Confier des élèves un ou deux jours par semaine à des étudiants qui ne sont pas professeurs des écoles stagiaires, qui n’ont pas réussi le concours et n’ont pas de pratique approfondie : une expérience dans l’Ain cette année. Début octobre, après trois jours de « formation », 22 étudiants qui n’ont pas réussi le concours l’an dernier seront salariés pour enseigner deux jours par semaine et compléter le mi-temps d’un enseignant titulaire. Ils préparent, en un an, un diplôme universitaire « métiers de l’enseignement », nouveauté expérimentée seulement dans l’Académie. Et 30 étudiants en master 2 seront aussi salariés pour remplacer en classe un titulaire une journée par semaine.

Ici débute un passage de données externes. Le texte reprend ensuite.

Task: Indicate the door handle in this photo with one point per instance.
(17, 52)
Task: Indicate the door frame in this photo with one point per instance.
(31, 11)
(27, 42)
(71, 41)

Ces 50 étudiants salariés ont été choisis par une commission surtout sur leurs motivations.
Témoignages :
Adeline Rampon, 22 ans, découvre ce matin sa classe de moyenne section en maternelle à Villars-les-Dombes. Olivier Gabriel, 32 ans, effectue sa rentrée d’enseignant avec les CE2/CM1 de Treffort-Cuisiat. Trois semaines à l’école du Peloux avec une classe et un maître formateur ont été fructueuses, assuraient-ils deux jours avant, avec un léger stress et de l’impatience. « Il y a des erreurs que je ne ferai plus, parce qu’on a eu un retour tout de suite sur notre façon de prendre en main la classe », dit Adeline. « Au début on pense que ça va se faire comme ça ! Sur les contenus, il n’y a pas trop de problème, mais la méthodologie est importante et là, on a beaucoup appris : comment cadrer les élèves, comment bien utiliser les ressources entre les manuels, internet et tellement de sources ! », dit Olivier. « L’erreur la plus fréquente c’est de préparer énormément de choses et de ne pas arriver à tenir le temps imparti. J’ai tendance à beaucoup parler, ce qui finit par augmenter le volume général. J’ai appris à garder des temps de silence. » Il s’est déjà retrouvé dans la peau d’un prof de maths et SVT en collège et en centre de formation dans la Loire. Dans ses bagages : une maîtrise de biologie, deux années à la fac de médecine, trois ans d’accompagnement d’enfants handicapés comme auxiliaire de vie scolaire. Il reste bien conscient des particularités du métier, que les enfants sont différents. « On n’est pas aguerris mais on sait que les groupes classes ne sont pas homogène, il faut prévoir ceux qui avancent plus vite et ceux qui avancent moins vite ».
« Tellement contente d’avoir réussi le concours », Adeline rêve d’enseigner depuis le lycée. « On a sûrement encore beaucoup de questions à poser aux maîtres formateurs. Elles viendront une fois qu’on sera en action dans la classe, dit-elle. C’est bien d’avoir de l’alternance une fois par semaine jusqu’en décembre. L’an dernier c’était sans doute un plus gros stress pour ceux qui étaient remplaçants et avaient moins d’alternance ».